Although hospice was wonderful and very responsive, they couldn’t resolve all of Dad’s pain. They could do physical therapy geared toward comfort care, which helped prevent Dad’s muscle contractures for a while, and they could provide medications, but there were times when his pain couldn’t be managed by hospice. During those days, he would suffer from muscle spasms and cramps that would contort his body and elicit guttural moans so deep they still give me nightmares. 

Dad’s pain got so bad at the end of his life that we couldn’t manage it at home anymore. Eventually we had to call an ambulance to take him to the hospice house, where they put him on so much morphine that he was basically in a coma until his death on October 5, 2021. 

My father was raised Catholic. He received communion every Sunday even while he was dying, and at the end, his priest came to give him last rites. Dad also believed, as he wrote in the letter he left for me after his death, “Simply being alive is not the same as living.” My father always had the best advice for me. 

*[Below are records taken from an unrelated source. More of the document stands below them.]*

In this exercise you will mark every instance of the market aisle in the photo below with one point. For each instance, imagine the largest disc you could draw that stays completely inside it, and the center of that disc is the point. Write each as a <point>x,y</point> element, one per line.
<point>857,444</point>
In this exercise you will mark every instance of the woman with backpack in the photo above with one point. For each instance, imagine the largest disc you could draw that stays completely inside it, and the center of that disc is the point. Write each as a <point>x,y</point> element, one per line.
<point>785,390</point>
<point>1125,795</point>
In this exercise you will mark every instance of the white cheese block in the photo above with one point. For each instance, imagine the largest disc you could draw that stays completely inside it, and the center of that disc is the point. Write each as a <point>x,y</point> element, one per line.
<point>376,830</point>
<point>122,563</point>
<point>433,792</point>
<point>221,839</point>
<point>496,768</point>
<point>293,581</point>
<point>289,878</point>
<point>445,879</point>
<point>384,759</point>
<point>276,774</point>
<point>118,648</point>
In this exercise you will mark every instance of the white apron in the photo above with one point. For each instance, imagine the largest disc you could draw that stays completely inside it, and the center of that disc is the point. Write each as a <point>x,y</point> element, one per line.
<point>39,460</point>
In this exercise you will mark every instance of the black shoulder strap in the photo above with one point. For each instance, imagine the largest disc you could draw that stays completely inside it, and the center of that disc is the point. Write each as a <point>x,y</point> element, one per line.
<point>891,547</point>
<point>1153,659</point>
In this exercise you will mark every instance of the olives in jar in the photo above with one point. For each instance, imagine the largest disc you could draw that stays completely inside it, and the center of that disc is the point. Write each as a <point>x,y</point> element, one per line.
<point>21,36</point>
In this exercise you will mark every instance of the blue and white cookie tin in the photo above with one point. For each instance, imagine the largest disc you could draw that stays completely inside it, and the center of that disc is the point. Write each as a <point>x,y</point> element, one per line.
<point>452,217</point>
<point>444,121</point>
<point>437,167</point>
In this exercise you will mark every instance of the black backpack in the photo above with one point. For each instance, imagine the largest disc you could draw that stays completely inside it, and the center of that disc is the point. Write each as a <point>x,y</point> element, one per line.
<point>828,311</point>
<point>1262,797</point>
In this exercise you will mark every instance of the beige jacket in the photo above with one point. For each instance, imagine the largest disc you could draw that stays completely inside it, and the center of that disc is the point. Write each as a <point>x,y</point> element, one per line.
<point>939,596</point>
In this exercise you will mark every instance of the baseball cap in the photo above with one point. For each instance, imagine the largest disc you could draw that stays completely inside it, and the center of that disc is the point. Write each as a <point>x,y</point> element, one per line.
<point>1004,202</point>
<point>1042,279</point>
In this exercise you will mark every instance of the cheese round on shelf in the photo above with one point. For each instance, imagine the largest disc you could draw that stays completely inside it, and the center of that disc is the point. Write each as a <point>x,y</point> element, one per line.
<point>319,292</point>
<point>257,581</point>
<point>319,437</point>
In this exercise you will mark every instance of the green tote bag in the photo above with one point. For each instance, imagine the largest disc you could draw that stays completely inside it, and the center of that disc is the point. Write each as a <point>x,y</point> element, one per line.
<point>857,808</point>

Dad also always wanted to hear what I had to say. I know that if he could hear me now, he’d be proud. Medical aid in dying is medical care: It can significantly improve someone’s last days or weeks of life. Having witnessed how disease slowly drained the life from my father, I know without a doubt that terminally ill Virginians deserve a sense of peace and control at the end of their lives. Medical aid in dying can give them that.